Buse & Weimer Metric
Contrary to the other readability formulas implemented in Readability Checker, B&W metric was developed to evaluate the readability of small code snippets.
Its authors conducted a study among 120 students, where they presented some code snippets ranging from 4 to 11 lines of code. The average number of lines of code was 7.7.
These code snippets didn’t include a full class definition, nor an entire method.
Implementation
In order to be able to use this metric to calculate the readability of entire Java files, Readability Checker uses the following approach:
- Load a Java file
- Split code of the file in blocks of 8 lines of code
- Calculate readability for each block of code (using tool developed by the metric authors)

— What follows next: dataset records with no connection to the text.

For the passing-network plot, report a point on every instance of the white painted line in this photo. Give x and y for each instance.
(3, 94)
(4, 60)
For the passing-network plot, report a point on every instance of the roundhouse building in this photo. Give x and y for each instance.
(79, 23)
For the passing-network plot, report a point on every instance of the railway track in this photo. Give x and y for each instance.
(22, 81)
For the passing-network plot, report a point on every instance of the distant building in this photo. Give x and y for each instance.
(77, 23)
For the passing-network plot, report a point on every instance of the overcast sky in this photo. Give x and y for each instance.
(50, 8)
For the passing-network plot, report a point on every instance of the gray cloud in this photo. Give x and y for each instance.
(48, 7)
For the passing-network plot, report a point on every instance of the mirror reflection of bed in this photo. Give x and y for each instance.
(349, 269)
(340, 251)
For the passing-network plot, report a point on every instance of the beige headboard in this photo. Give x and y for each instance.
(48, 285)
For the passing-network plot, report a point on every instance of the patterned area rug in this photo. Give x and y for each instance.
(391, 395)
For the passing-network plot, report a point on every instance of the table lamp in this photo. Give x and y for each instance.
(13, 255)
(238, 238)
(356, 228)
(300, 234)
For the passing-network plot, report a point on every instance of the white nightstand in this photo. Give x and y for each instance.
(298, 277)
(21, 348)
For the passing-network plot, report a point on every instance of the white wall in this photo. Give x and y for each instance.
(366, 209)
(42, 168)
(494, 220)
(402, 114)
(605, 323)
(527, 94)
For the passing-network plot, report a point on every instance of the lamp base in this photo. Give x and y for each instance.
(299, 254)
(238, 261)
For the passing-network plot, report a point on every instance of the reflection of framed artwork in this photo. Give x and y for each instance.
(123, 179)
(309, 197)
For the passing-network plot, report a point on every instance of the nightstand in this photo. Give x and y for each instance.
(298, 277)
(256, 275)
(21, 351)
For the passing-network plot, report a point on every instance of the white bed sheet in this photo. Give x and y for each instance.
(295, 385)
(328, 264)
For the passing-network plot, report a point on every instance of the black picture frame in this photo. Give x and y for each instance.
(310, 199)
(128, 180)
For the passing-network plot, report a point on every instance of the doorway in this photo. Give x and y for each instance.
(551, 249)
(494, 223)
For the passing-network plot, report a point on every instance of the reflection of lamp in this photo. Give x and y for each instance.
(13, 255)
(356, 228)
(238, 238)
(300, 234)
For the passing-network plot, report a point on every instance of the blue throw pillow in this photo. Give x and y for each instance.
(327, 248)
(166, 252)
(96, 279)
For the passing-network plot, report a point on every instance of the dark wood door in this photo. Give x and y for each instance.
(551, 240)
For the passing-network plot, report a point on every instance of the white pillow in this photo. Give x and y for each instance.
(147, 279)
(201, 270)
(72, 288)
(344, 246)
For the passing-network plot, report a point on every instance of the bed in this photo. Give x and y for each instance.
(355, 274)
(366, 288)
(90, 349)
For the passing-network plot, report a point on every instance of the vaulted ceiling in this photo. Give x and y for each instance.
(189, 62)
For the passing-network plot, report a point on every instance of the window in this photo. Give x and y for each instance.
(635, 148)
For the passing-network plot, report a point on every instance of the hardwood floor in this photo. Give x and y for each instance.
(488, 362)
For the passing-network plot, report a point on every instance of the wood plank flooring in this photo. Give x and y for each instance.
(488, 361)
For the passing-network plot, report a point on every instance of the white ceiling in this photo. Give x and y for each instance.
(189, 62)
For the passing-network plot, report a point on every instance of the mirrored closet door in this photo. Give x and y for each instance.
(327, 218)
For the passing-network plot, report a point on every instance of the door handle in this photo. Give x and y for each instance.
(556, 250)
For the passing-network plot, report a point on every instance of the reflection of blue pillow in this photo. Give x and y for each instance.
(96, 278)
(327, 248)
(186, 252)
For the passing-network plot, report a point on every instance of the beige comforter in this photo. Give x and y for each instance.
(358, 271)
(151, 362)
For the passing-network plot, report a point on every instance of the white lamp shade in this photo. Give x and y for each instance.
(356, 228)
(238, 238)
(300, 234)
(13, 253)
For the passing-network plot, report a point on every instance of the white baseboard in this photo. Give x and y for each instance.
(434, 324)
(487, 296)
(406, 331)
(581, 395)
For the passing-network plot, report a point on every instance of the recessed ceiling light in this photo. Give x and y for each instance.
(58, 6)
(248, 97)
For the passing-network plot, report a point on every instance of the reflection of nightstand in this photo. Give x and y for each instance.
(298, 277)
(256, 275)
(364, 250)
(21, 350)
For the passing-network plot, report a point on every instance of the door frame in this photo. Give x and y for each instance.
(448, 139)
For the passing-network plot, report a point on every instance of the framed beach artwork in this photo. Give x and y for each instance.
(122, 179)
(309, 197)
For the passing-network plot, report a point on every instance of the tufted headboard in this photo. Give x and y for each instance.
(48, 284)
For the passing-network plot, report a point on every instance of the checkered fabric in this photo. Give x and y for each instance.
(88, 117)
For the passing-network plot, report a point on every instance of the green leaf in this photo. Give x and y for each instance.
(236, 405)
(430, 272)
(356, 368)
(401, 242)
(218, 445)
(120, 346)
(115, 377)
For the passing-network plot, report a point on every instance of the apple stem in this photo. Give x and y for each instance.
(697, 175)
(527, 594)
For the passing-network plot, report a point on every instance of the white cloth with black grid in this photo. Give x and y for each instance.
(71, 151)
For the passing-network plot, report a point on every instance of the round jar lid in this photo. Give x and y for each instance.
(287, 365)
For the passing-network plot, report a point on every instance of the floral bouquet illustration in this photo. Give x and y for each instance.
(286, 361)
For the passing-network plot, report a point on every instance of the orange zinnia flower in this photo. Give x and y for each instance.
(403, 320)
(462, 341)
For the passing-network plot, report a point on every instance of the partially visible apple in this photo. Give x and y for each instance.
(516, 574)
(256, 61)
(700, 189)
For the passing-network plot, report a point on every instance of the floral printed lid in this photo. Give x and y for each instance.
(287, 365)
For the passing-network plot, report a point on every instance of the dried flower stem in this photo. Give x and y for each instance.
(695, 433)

- Calculate the average readability of all the code blocks
The average readability of every code block in a Java file is the final readability value of that file.
Example
package example;
public class Example {
private static boolean isPrime(int num) {
if (num == 2) {
return true;
}
if (num < 2 || num % 2 == 0) {
return false;
}
for (int i = 3; i * i <= num; i += 2) {
if (num % i == 0) {
return false;
}
}
return true;
}
}
This example would be splitted in three blocks of code:
- First block from lines 1 to 8 ->
package example;
to}
with readability value 0.99 - Second block from lines 9 to 16 ->
if (num < 2 || num % 2 == 0) {
to}
with readability value 0.67 - Third block from lines 17 to 20 ->
return true;
to}
with readability value 0.99
The average value is 0.88, thus that is the readability value for the presented code.